Let $\mu$ be a Borel probability measure with compact support on $\mathbb{R}$. Let $\hat{\mu}(\xi)=\int e^{-2\pi i\xi x}d\mu(x)$ denote the Fourier transform of $\mu$. Is the following claim true?
$\mu$ is not a Dirac measure if and ony if $|\hat{\mu}(\xi)|\not\equiv1, \xi\in \mathbb{R}.$
We know that if $\mu$ is a Dirac measure on $\mathbb{R}$, then $|\hat{\mu}(\xi)|\equiv1, \xi\in \mathbb{R},$ So, the sufficiency is true. Is the other hand true?
Assume that $|\int e^{-2\pi i \xi x} \mu(dx)| = 1$.
Fix $\xi$. Thanks to the equality case in the integral triangular inequality Equality in the triangle inequality for integrals, it means that there is $\theta$ such that $e^{-2\pi i \xi x} = e^{i\theta}$ for $\mu$-almost every $x$.
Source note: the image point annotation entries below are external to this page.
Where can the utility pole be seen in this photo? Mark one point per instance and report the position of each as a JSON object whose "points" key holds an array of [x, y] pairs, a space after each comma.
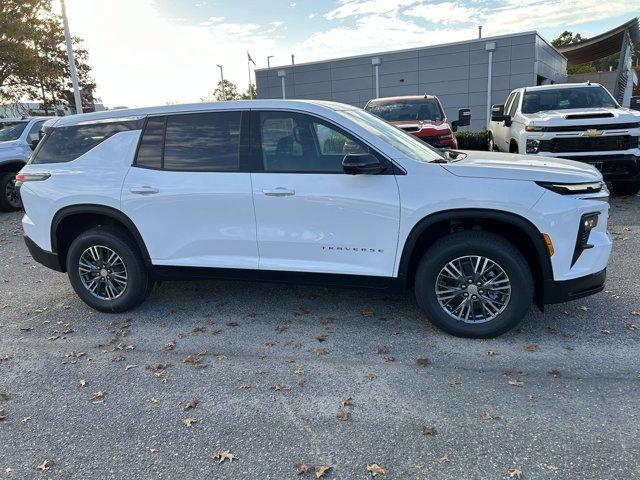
{"points": [[72, 62], [224, 95]]}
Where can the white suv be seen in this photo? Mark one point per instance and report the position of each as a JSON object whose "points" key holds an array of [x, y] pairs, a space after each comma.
{"points": [[310, 192], [577, 121]]}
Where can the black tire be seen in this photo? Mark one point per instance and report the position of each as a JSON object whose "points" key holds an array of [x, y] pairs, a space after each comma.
{"points": [[475, 243], [9, 195], [626, 188], [138, 283]]}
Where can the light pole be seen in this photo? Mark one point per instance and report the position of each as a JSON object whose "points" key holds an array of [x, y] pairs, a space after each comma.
{"points": [[72, 62], [224, 95]]}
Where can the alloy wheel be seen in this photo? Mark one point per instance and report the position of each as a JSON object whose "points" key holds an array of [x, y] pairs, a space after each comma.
{"points": [[473, 289], [102, 272]]}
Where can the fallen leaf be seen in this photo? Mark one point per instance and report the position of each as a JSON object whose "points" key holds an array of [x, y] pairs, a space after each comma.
{"points": [[423, 362], [515, 473], [514, 382], [223, 455], [376, 470], [189, 421], [346, 401], [193, 403], [322, 470], [46, 464]]}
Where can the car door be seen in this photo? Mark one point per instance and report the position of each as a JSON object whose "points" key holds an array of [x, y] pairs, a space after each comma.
{"points": [[189, 194], [310, 215]]}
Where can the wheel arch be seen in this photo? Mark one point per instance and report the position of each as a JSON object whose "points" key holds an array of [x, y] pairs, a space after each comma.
{"points": [[518, 230], [78, 218]]}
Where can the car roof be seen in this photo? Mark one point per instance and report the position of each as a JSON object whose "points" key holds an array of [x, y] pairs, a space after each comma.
{"points": [[312, 106], [556, 86], [382, 100]]}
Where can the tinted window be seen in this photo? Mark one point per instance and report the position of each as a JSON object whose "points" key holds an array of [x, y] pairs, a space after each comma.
{"points": [[292, 142], [150, 150], [202, 141], [64, 144], [565, 98], [11, 130], [407, 110]]}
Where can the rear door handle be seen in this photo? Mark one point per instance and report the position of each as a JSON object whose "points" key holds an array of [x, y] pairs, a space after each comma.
{"points": [[278, 192], [144, 190]]}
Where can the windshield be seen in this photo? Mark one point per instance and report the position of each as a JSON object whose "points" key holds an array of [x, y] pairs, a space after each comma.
{"points": [[408, 145], [566, 98], [11, 130], [407, 110]]}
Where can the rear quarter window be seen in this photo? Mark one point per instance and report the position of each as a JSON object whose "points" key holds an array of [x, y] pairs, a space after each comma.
{"points": [[64, 144]]}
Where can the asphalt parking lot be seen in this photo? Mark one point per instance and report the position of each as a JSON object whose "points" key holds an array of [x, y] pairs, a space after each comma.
{"points": [[265, 368]]}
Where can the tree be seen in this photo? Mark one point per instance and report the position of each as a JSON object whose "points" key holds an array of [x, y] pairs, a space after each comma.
{"points": [[230, 91], [33, 57]]}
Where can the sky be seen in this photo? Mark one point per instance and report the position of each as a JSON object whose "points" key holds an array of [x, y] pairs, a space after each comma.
{"points": [[153, 52]]}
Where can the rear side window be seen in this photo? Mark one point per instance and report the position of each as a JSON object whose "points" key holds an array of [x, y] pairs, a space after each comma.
{"points": [[150, 150], [202, 142], [64, 144]]}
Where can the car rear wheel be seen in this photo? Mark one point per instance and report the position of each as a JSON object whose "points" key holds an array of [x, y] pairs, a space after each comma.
{"points": [[9, 193], [106, 270], [474, 284], [625, 188]]}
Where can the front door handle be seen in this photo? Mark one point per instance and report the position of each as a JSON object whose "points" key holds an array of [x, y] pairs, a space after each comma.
{"points": [[144, 190], [278, 192]]}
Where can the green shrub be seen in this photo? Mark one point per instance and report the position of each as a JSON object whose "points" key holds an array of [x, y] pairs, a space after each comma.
{"points": [[473, 140]]}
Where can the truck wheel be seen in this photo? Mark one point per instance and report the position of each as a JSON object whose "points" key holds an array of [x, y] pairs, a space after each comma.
{"points": [[625, 188], [9, 194], [474, 284], [106, 270]]}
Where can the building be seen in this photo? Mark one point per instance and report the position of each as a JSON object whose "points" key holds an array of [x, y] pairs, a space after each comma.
{"points": [[474, 73]]}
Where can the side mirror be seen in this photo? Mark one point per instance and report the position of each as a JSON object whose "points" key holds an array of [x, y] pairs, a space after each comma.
{"points": [[361, 163], [464, 119]]}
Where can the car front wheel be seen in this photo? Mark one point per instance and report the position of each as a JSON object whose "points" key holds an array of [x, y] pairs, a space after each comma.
{"points": [[474, 284], [106, 270], [9, 193]]}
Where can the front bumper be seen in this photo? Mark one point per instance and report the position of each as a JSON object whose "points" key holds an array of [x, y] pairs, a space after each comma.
{"points": [[48, 259], [564, 291]]}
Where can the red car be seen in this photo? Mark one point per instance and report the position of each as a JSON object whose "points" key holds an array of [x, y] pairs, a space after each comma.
{"points": [[422, 116]]}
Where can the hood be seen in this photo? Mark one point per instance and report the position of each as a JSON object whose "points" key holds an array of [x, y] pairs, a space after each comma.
{"points": [[434, 128], [510, 166], [583, 116]]}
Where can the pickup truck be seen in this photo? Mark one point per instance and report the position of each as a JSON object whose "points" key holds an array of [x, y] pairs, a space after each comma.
{"points": [[577, 121], [421, 116]]}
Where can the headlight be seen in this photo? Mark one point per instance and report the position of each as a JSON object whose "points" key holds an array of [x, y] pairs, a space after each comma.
{"points": [[572, 188], [533, 145]]}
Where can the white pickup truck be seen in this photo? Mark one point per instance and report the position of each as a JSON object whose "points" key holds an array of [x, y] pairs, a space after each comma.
{"points": [[577, 121]]}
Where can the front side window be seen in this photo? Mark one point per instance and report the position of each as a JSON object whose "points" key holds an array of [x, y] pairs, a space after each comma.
{"points": [[293, 142], [406, 144], [64, 144], [425, 109], [202, 142], [11, 130], [566, 98]]}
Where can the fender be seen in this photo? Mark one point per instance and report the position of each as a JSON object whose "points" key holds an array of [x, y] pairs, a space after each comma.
{"points": [[100, 210], [480, 213]]}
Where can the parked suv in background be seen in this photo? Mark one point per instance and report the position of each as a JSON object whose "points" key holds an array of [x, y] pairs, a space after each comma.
{"points": [[422, 116], [18, 138], [577, 121], [311, 192]]}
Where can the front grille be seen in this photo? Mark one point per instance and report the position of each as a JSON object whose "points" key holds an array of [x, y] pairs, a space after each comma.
{"points": [[585, 144]]}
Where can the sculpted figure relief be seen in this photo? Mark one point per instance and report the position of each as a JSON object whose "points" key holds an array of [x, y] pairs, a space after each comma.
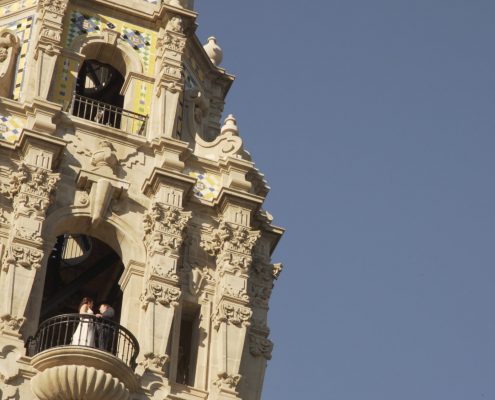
{"points": [[9, 48]]}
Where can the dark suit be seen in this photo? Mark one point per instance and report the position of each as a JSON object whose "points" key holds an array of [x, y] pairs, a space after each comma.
{"points": [[107, 338]]}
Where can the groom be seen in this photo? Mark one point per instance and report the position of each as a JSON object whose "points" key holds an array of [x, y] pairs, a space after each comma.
{"points": [[106, 328]]}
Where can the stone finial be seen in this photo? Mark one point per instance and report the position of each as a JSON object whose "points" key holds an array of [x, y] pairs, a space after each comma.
{"points": [[230, 126], [213, 51], [176, 3]]}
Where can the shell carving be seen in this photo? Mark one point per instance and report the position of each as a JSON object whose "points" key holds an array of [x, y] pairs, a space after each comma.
{"points": [[77, 382]]}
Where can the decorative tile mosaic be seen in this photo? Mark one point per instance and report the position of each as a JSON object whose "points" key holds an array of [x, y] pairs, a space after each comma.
{"points": [[15, 6], [23, 29], [82, 24], [140, 41], [10, 127], [207, 185]]}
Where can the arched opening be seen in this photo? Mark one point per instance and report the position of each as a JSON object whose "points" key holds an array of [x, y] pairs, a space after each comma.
{"points": [[81, 266], [98, 95]]}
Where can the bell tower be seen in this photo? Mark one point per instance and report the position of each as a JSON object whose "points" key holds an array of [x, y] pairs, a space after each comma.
{"points": [[121, 183]]}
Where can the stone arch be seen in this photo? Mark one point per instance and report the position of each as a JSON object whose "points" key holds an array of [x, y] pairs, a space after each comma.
{"points": [[108, 48], [116, 233], [127, 60]]}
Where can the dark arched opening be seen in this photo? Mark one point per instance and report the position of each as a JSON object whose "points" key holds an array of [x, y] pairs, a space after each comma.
{"points": [[98, 95], [81, 266]]}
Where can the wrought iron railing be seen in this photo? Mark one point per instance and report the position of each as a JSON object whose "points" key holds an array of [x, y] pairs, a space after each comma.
{"points": [[108, 115], [87, 331]]}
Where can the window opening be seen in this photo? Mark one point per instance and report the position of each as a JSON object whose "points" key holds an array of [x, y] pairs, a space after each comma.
{"points": [[81, 266]]}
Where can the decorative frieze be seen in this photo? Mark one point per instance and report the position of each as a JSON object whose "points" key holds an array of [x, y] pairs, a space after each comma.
{"points": [[21, 256], [54, 6], [32, 188], [260, 346], [164, 227], [227, 381], [154, 362], [8, 322], [232, 314]]}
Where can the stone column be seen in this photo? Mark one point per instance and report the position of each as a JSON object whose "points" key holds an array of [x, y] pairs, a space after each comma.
{"points": [[168, 78], [164, 226], [31, 191], [48, 46]]}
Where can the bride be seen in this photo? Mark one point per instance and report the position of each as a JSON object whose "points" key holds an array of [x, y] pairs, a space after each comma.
{"points": [[84, 334]]}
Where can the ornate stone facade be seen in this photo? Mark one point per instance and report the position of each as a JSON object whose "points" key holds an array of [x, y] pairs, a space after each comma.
{"points": [[157, 177]]}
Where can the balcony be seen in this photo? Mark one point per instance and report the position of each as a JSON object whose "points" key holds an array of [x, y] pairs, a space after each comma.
{"points": [[109, 115], [83, 357]]}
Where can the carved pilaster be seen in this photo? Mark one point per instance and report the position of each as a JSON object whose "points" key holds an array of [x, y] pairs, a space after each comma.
{"points": [[169, 77], [230, 322], [30, 190], [164, 226], [48, 46]]}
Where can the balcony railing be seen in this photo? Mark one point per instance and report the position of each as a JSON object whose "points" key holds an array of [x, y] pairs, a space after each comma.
{"points": [[87, 331], [108, 115]]}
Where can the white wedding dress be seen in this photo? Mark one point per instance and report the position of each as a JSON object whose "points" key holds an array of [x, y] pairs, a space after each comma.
{"points": [[84, 334]]}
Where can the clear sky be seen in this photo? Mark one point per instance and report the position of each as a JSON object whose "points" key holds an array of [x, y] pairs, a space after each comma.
{"points": [[374, 123]]}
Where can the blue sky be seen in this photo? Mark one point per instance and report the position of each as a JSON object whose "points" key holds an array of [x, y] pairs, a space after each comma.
{"points": [[374, 124]]}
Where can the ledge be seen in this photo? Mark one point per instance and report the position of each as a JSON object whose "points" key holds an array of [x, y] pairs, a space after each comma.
{"points": [[87, 357]]}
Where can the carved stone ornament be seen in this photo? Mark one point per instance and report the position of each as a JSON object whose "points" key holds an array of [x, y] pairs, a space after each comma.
{"points": [[154, 362], [226, 381], [69, 381], [227, 144], [9, 48], [160, 294], [260, 346], [34, 185], [232, 243], [213, 50], [259, 294], [55, 6], [163, 271], [8, 322], [173, 43], [198, 277], [20, 256], [164, 227], [175, 24], [232, 314]]}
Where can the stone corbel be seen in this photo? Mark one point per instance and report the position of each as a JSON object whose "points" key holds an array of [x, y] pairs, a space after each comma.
{"points": [[9, 49], [227, 144], [41, 115], [41, 150], [102, 190], [48, 46], [168, 187]]}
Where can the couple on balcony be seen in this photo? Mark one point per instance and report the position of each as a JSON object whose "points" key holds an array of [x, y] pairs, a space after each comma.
{"points": [[84, 335]]}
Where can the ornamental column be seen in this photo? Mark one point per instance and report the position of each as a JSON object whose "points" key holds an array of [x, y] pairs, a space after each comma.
{"points": [[29, 191], [169, 82], [164, 227], [232, 244]]}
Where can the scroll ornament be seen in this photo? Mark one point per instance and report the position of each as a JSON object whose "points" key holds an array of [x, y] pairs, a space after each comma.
{"points": [[8, 322], [260, 346], [23, 257], [225, 380], [232, 314], [160, 294], [9, 48]]}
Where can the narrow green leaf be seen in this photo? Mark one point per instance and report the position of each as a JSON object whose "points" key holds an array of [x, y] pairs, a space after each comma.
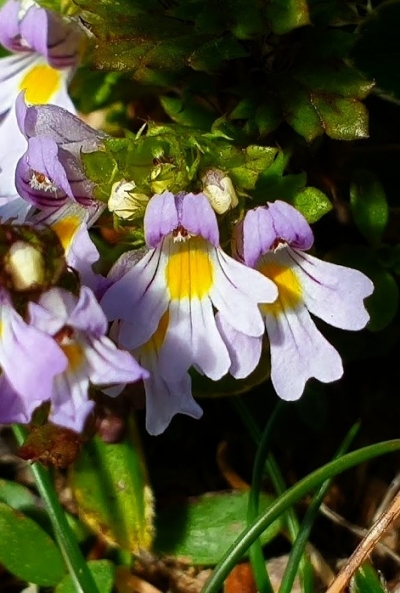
{"points": [[103, 572], [110, 485], [202, 528], [27, 551], [368, 205], [366, 580]]}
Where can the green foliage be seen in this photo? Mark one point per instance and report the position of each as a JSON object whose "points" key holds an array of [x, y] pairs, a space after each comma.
{"points": [[368, 205], [110, 486], [103, 572], [27, 551], [203, 528]]}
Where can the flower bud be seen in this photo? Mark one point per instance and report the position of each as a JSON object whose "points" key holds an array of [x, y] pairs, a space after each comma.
{"points": [[218, 189], [124, 202], [26, 266]]}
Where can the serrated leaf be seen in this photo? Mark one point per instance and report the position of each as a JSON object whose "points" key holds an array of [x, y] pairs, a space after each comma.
{"points": [[110, 486], [204, 527], [312, 203], [27, 551], [368, 205], [103, 572], [286, 15]]}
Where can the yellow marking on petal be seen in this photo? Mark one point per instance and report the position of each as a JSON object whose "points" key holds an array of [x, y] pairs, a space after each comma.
{"points": [[289, 288], [75, 355], [40, 84], [189, 272], [157, 339], [66, 229]]}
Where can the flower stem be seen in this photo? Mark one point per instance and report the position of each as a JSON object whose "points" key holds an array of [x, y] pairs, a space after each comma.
{"points": [[69, 547]]}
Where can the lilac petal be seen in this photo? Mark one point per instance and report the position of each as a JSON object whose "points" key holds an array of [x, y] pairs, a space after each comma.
{"points": [[139, 298], [290, 225], [298, 352], [258, 235], [70, 404], [199, 218], [160, 218], [108, 364], [333, 293], [244, 351], [14, 209], [37, 354], [34, 29], [236, 292], [15, 407], [9, 26], [192, 338], [165, 399], [60, 125], [63, 42], [12, 71]]}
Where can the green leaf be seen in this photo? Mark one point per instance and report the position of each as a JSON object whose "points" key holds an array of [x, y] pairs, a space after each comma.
{"points": [[312, 203], [285, 15], [110, 486], [368, 205], [27, 551], [201, 529], [377, 51], [103, 572], [16, 496], [366, 580]]}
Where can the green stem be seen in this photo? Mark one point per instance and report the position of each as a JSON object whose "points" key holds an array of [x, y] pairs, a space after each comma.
{"points": [[309, 518], [285, 501], [69, 547], [256, 554]]}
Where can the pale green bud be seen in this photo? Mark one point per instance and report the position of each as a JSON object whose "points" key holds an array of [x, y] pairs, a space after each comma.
{"points": [[219, 190]]}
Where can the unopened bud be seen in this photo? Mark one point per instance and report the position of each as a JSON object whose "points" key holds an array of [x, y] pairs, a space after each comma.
{"points": [[26, 266], [219, 190], [126, 203]]}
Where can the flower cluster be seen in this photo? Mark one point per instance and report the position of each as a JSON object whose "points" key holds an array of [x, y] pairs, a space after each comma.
{"points": [[180, 305]]}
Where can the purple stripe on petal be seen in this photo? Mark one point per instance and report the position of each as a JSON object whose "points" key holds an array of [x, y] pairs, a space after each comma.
{"points": [[298, 353], [160, 218], [333, 293], [199, 218], [244, 351], [290, 225]]}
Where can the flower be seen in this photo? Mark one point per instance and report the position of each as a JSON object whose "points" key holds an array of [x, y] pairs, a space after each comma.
{"points": [[76, 326], [273, 240], [51, 172], [165, 303], [48, 48], [29, 359], [71, 223]]}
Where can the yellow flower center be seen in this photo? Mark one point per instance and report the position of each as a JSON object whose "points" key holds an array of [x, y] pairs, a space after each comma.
{"points": [[40, 84], [189, 272], [74, 353], [289, 288], [156, 341], [66, 229]]}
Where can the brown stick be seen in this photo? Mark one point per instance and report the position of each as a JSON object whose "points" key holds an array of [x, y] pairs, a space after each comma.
{"points": [[366, 546]]}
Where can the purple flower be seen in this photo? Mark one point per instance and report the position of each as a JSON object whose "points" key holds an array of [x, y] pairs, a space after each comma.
{"points": [[48, 48], [273, 240], [29, 359], [79, 327], [51, 171], [71, 223], [166, 303]]}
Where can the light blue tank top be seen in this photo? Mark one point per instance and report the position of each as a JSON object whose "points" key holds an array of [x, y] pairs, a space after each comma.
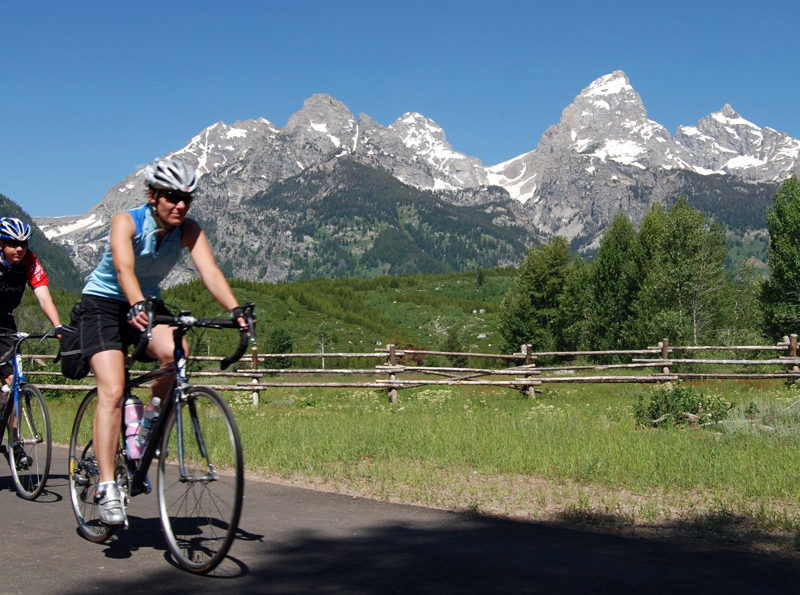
{"points": [[152, 263]]}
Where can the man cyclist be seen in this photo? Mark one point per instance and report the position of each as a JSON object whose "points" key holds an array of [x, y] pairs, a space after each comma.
{"points": [[144, 244], [19, 267]]}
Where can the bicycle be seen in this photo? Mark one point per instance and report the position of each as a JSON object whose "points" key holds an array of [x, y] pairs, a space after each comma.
{"points": [[199, 452], [30, 434]]}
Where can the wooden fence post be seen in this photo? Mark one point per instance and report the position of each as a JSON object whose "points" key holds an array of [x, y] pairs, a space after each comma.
{"points": [[254, 366], [392, 361], [527, 351]]}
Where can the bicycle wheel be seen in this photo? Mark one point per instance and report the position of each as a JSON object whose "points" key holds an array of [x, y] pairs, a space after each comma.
{"points": [[31, 447], [84, 474], [200, 480]]}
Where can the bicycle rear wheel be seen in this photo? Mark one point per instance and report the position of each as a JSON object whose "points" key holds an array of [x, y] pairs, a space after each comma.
{"points": [[31, 448], [84, 474], [200, 480]]}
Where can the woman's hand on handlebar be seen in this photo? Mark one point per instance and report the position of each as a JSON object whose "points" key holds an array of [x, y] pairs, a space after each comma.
{"points": [[138, 316], [240, 315]]}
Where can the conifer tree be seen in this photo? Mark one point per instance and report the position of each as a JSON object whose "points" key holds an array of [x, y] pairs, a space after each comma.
{"points": [[529, 312], [615, 285], [781, 293]]}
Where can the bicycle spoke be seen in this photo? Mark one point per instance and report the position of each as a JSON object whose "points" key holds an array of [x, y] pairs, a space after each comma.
{"points": [[30, 445], [200, 510], [84, 474]]}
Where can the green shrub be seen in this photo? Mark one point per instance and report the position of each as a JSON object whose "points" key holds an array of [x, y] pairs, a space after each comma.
{"points": [[679, 405]]}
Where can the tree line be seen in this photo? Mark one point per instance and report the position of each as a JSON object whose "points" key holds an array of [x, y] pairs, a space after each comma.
{"points": [[666, 279]]}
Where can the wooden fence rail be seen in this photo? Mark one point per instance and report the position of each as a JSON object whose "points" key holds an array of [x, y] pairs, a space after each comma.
{"points": [[398, 369]]}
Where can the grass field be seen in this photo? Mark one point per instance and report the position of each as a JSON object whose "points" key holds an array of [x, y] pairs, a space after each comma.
{"points": [[573, 453]]}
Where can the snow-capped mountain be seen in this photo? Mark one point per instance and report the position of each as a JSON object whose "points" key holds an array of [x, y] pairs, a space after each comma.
{"points": [[604, 155]]}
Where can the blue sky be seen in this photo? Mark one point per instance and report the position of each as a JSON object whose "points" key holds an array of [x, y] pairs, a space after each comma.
{"points": [[89, 91]]}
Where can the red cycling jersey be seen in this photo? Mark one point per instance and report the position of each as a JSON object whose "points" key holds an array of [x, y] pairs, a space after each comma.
{"points": [[13, 280]]}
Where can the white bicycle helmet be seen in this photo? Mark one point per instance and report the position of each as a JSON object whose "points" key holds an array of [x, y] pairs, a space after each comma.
{"points": [[12, 228], [171, 174]]}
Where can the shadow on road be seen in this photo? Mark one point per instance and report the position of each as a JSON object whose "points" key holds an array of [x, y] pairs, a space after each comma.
{"points": [[471, 554]]}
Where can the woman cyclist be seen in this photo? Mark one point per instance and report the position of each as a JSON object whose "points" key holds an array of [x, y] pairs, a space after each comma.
{"points": [[19, 267], [144, 244]]}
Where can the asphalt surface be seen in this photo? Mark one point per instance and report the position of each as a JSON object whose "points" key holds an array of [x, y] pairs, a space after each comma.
{"points": [[294, 540]]}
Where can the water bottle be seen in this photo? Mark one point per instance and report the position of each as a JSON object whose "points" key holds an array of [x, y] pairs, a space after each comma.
{"points": [[133, 417], [148, 421]]}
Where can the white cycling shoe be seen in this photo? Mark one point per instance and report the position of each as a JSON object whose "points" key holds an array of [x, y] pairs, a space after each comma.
{"points": [[109, 505]]}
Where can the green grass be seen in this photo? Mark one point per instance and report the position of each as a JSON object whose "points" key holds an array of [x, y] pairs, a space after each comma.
{"points": [[575, 452]]}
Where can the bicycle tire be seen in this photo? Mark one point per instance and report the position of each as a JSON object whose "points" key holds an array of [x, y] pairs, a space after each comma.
{"points": [[199, 510], [33, 429], [84, 474]]}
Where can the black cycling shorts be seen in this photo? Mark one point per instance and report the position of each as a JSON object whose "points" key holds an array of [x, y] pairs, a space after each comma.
{"points": [[104, 325], [6, 344]]}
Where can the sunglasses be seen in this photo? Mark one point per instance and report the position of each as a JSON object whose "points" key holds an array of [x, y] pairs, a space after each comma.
{"points": [[174, 197]]}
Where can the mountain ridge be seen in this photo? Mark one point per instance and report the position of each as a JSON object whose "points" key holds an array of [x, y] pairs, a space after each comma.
{"points": [[604, 155]]}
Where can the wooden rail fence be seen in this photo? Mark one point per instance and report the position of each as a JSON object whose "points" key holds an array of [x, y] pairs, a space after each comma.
{"points": [[397, 368]]}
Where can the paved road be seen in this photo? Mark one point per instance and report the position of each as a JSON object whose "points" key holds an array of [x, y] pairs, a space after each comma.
{"points": [[300, 541]]}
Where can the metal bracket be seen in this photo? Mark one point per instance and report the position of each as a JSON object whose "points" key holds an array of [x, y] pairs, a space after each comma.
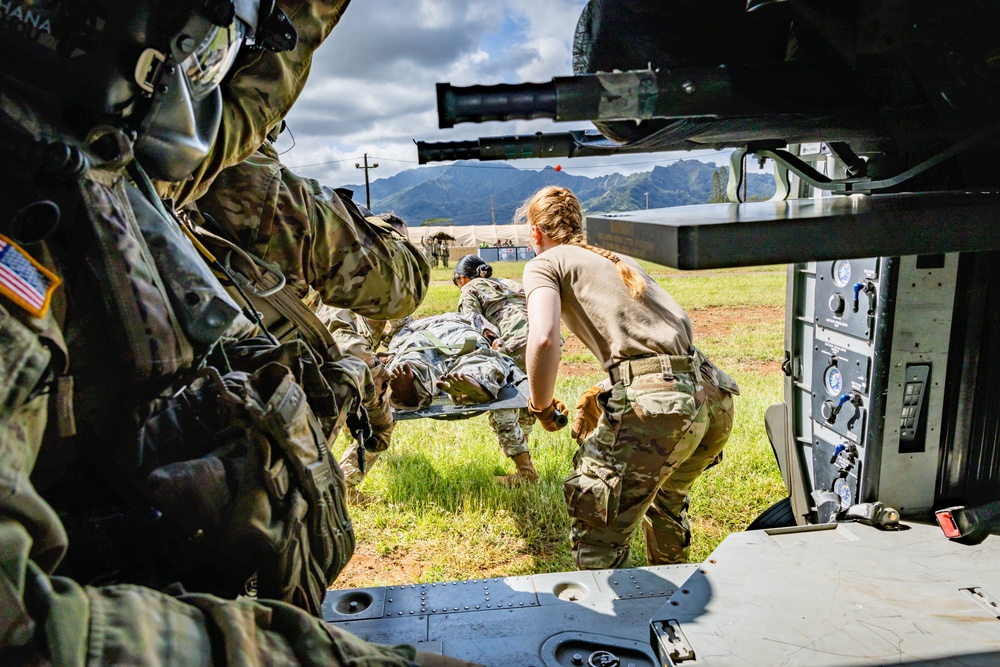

That means that $2\pi \xi x \in \theta + 2\pi \mathbb Z$, in other words, $x \in \dfrac {\theta}{\xi} + \dfrac 1 \xi \mathbb Z$ for $\mu$-almost every $x$.
Now consider $\xi_1, \xi_2$such that $\dfrac {\xi_1}{\xi_2} \notin \mathbb Q$. For $\mu$-a.e. $x$ we have $$x \in (\dfrac {\theta_1}{\xi_1} + \dfrac 1 {\xi_1} \mathbb Z)\cap(\dfrac {\theta_2}{\xi_2} + \dfrac 1 {\xi_2} \mathbb Z)$$
But this latter set cannot have more than one point (easy to show, if two distinct points, $\dfrac {\xi_1}{\xi_2} \in \mathbb Q$). This just says that the support of $\mu$ is a single point.